Financial Planning - Concord Insurance & Financial Planning Group Inc.

Financial Planning:

Financial planning is more than budgeting and saving. It is a process that sets you on a course to achieve your life goals through the proper management of your financial affairs. Financial planning is a disciplined, multi-step process of assessing your current financial and personal circumstances against what you desire for the future and developing strategies that help meet your personal goals, needs and priorities in a way that aims to optimize your financial position.

Financial planning varies in scope and complexity ranging from straightforward planning advice focused primarily on one financial planning area to more sophisticated forms of planning requiring extensive integration across multiple financial planning areas.

Effective financial planning takes into account the interrelationships among all aspects of your financial situation. These include:

Financial Management:

Would you like to achieve financial freedom?

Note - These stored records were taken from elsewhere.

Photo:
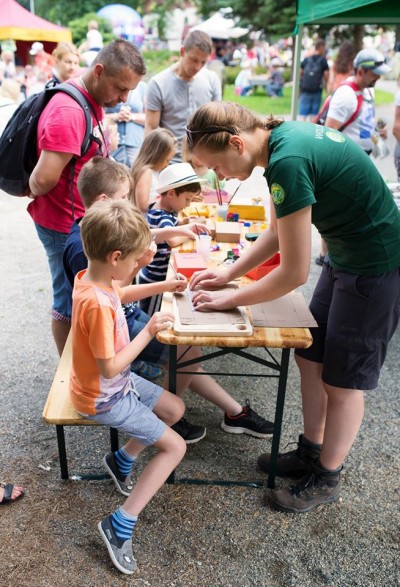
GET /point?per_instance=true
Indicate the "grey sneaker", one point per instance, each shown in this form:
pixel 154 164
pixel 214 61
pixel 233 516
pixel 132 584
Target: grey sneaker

Financial Management is the process of managing our finances to achieve our financial objectives. The whole objective of Financial Management is to aim at a positive cash flow at the end of the day. If this objective is not attained for any reason, then it is a clear case that there is a larger problem with the system of your financial and money management abilities.

Investment & Risk Management:

Purchasing insurance means we are reducing our risk of income loss by transferring it to an insurer for a premium. Unfortunate events such as death, disability, and illness are a financial risk for everyone daily, while risks such as fire, theft, vandalism or other forms of destruction can pose a significant financial loss. Not only will losses be financial, but they can be emotional, or psychological damaging. There is no way to eliminate risk, but we can reduce their impact on our financial well-being and on those we love by carefully preparing a risk management plan.

Investment Planning:

Are you a saver or investor?

Saving refers to the act of setting something aside for future use, accumulating something, or preserving something. If the return of saving is less than inflation, then we are taking on inflation risk.

Investing is a more active approach to wealth accumulation. It means committing capital for the purchase of property, securities, business and other firms, with the expectation of earning a profit. Investing involves an element of risk with the expected returns are compensated to the investor for taking that risk.

A proper investment plan means we need to develop a plan that takes into consideration the many factors specific to our objectives, goals, tax implications, risk and investment markets.

Retirement Planning:

The primary objective is to ensure that our standard of living is preserved when we retire.

The retirement planning process includes:

  • Preparing projections of pension incomes and use of savings to meet a target retirement income.
  • Establishing a sustainable level of target retirement income;
  • Evaluating various "what if?" scenarios to assess the impact of variations in assumptions such as inflation, life span and investment returns;
  • Evaluating alternative savings plans to accumulate the additional savings required at retirement.

Tax Planning:

The goal of tax planning is to arrange our financial affairs in the most tax-efficient manner possible. It allows the other elements of a financial plan to interact more efficiently by minimizing tax liability.

Estate Planning:

Ask yourself some of these questions. Would you rather share your wealth with the government? Do you want the government to prevent you from sharing your money to your loved ones or a designated charity of your choice? Do you want to have no ownership over any of your registered assets (RRSP, RRIF, LIRA) you have accumulated over the years?

If you answered no to all of these questions. Then there is a large possibility that you might have a problem with your estate plan or simply have not thought about your estate plan.

Did you know upon death not including the taxes you pay to the government, there are additional costs associated with settling an estate? Fees such as executor fees, probate fees, legal and administrative fees can reduce the size of an estate by as much as 50%

Did you know that when we die, our registered assets are deemed to be disposed of at fair market value and are included as income to the estate according to the government?

Your estate will lose from 39 to 50% of the value of the registered assets at death, depending on the province of residence. For residents of Ontario and Quebec, you can even expect your losses to be very close to 50%.

Compare the difference between an individual with an estate plan to one that does not.

Would you like to be told when you can dispose your own home or other assets? Solutions such as adding loved ones to our assets as joint-owners are not an effective or acceptable plan in minimizing estate tax or probate fees as according to the government, as soon you die, the ownership control is lost.

With proper estate planning, we can maintain our ownership rights; minimize taxes at death and ensure a cost-effective way for our beneficiaries to pay estate taxes and probate fees.